No início de 2020 fomos procurados por um cliente, com atuação na fabricação e comercialização de máquinas industriais, para resolução de problema de inadimplência que estava tirando o sossego dos gestores e impactando consideravelmente o fluxo de caixa da empresa, ocorrência que aliada ao cenário pandêmico, poderia acarretar o encerramento das atividades da empresa de forma abrupta.
A empresa havia fechado uma venda milionária de equipamentos com uma empresa – concessionária de serviços públicos – e para garantir o negócio foi incluída propositadamente no contrato de compra e venda – elaborado minuciosamente por nosso escritório – cláusula com reserva de domínio, a qual autorizaria a retomada imediata do bem pelo vendedor em caso de inadimplemento de qualquer parcela.

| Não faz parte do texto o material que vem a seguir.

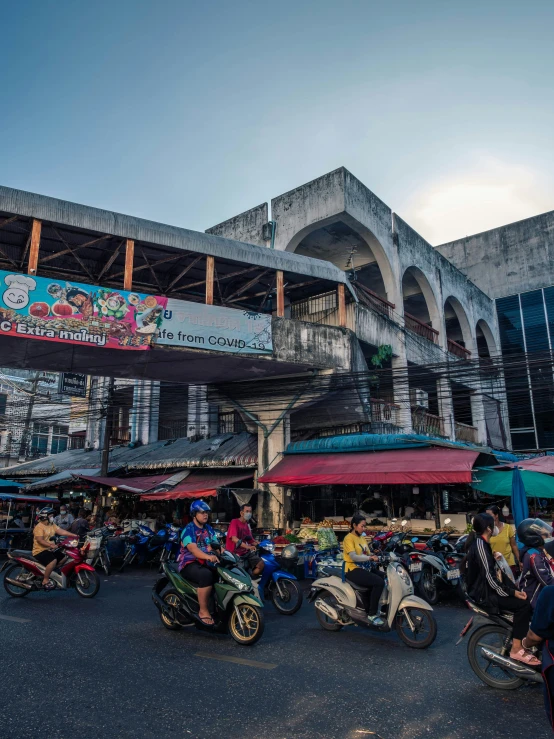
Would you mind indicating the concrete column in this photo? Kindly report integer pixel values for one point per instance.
(446, 408)
(401, 390)
(273, 502)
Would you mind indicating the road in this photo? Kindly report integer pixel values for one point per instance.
(106, 667)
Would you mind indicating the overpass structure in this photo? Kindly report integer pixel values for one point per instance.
(339, 276)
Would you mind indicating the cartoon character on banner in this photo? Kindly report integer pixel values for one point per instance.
(16, 295)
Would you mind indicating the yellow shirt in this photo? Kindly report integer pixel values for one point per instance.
(501, 543)
(356, 544)
(45, 530)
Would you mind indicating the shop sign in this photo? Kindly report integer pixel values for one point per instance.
(214, 328)
(75, 313)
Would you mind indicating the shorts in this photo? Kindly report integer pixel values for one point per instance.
(200, 575)
(49, 556)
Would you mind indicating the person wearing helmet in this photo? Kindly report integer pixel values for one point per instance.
(538, 565)
(196, 555)
(45, 551)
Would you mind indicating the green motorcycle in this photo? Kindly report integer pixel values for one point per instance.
(236, 607)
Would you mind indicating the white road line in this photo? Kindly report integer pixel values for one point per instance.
(237, 660)
(17, 620)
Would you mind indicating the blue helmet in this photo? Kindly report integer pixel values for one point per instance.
(199, 506)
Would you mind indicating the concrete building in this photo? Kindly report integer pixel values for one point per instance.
(514, 264)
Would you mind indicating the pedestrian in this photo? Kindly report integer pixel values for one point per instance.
(504, 540)
(64, 519)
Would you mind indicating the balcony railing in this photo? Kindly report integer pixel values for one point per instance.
(426, 423)
(418, 327)
(466, 433)
(458, 350)
(372, 300)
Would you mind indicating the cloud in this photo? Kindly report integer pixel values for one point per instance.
(485, 194)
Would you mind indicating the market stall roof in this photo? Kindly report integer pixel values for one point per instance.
(199, 485)
(496, 482)
(404, 466)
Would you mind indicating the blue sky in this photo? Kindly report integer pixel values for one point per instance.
(190, 112)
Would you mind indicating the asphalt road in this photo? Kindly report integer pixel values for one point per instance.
(107, 667)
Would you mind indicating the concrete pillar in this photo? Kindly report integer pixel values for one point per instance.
(401, 391)
(273, 502)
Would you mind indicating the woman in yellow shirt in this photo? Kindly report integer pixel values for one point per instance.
(356, 550)
(505, 541)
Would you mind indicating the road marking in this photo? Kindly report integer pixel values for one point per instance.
(17, 620)
(237, 660)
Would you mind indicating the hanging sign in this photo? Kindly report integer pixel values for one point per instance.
(214, 328)
(75, 313)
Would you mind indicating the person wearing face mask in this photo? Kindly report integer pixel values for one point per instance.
(65, 519)
(488, 587)
(239, 530)
(44, 550)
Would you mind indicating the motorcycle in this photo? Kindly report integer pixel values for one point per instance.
(339, 603)
(488, 651)
(235, 606)
(276, 583)
(23, 573)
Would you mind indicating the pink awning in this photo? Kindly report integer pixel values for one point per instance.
(200, 485)
(397, 467)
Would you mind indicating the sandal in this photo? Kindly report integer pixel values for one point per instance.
(527, 657)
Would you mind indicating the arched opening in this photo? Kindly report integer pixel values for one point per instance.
(420, 307)
(458, 332)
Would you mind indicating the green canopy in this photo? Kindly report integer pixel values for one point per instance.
(496, 482)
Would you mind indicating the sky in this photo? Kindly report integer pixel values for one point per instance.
(191, 112)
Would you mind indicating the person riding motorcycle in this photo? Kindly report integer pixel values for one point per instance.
(196, 554)
(356, 550)
(538, 565)
(487, 586)
(44, 550)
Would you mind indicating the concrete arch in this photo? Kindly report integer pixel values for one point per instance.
(374, 247)
(435, 314)
(488, 335)
(463, 320)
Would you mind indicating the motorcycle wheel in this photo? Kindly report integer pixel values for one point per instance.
(87, 583)
(291, 600)
(252, 624)
(324, 621)
(16, 572)
(425, 628)
(426, 587)
(494, 638)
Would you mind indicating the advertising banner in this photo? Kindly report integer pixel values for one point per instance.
(75, 313)
(214, 328)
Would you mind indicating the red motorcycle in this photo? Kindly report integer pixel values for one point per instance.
(23, 573)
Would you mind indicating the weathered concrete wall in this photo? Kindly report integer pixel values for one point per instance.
(247, 226)
(511, 259)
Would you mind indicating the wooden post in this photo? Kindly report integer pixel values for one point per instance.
(129, 259)
(342, 306)
(280, 293)
(35, 246)
(210, 268)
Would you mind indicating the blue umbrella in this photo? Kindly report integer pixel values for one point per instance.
(520, 509)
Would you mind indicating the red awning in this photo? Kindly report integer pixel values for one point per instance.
(397, 467)
(128, 484)
(200, 485)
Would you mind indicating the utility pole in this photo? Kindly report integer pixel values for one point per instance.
(28, 417)
(107, 430)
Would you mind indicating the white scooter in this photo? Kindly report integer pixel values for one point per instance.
(339, 603)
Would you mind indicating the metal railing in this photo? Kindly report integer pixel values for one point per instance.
(458, 350)
(418, 327)
(464, 432)
(426, 423)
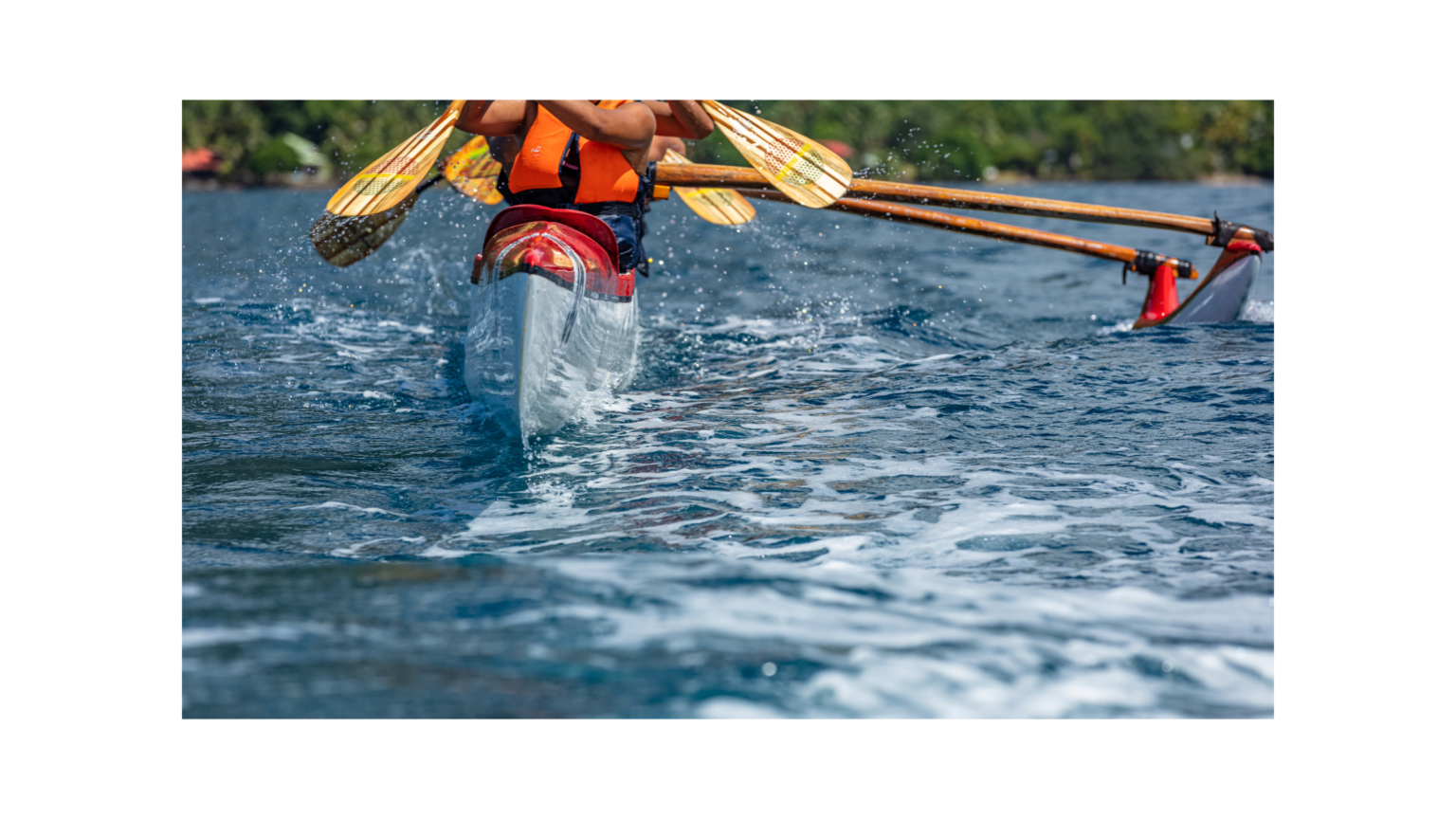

Contudo, passados poucos meses depois do fechamento do negócio a empresa compradora do equipamento passou a não mais efetuar o pagamento das parcelas mensais, situação que fez a empresa vendedora procurar linhas de crédito para custear despesas básicas como pessoal e fornecedores.
Buscando amigavelmente resolver o conflito ocasionado pelo inadimplemento contratual, nosso escritório elaborou 02 (duas) notificações extrajudiciais via cartório, uma endereçada à devedora oferecendo-lhe a chance de quitar a dívida em aberto com os encargos contratuais ou devolver o maquinário e pagar quantia pela depreciação pelo uso do bem, e outra endereçada ao ente municipal responsável pela concessão dos serviços realizados pela empresa devedora, com vistas à retenção dos repasses mensais à devedora no montante da dívida contraída junto à cliente, sob pena de responsabilização solidária da cessionária.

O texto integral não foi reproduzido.